Perhaps one could say the same for the use of big data.
Advances in big data technology are certainly marvelous, but have reached the point of privacy invasion. Overt surveillance from CCTV, body cameras and drones, along with advances in facial recognition pry into our lives to an unacceptable point. Just last year, in the U.K., the government’s CCTV watchdog warned that the privacy of the public was “at risk of being invaded on a mass scale.”
And what about our behavior online? You might not care if you go on Amazon to buy a toaster and the site suggests a few food processors you might like, based on your buying history. But what if you went to another site and bought something more personal, like Viagra? Would you want to be spammed with potentially embarrassing emails and ads about erectile dysfunction? Not likely.
“Brands are losing trust when it comes to data,” said Klaus Heuser, founder of Sooloox. “Customers are looking for more transparent models. They know data is being harvested, and in many ways, they’re OK with it where it fulfills a specific need. They just want control over it.”
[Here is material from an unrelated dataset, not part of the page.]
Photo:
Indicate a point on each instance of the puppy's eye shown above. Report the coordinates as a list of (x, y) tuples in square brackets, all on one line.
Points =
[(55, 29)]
As recent events have illustrated, with a German court finding Facebook guilty of abusing personal data, wrongful usage can cause massive problems and create general unrest among internet users.
Yet, regulating the big data industry is not as simple as it may seem. The utilization of it employs millions of people. Just think about the data scientists themselves. Ten years ago that job title didn’t even exist and today, it’s one of the most sought-after skill sets. Plus, big data enables businesses to sell more products, which also keeps more people in jobs.
So how should businesses be using big data in an ethical way that respects everyone’s privacy, while still maintaining optimum sales? Here are three ideas:
1. Shifting company mindset
Corporate responsibility should be instilled in a company’s culture. By making trustworthiness one of your company’s core principals, it will be easier to make tough calls as it pertains to the use of customer data.
“We think of this responsibility as the building blocks of trust between the customer and the business,” said Patel. “If there is a breach of this trust, all the dollars that marketers spend acquiring customers dissipates. In addition to the ethical arguments for respecting privacy, it just makes good business sense to do so.”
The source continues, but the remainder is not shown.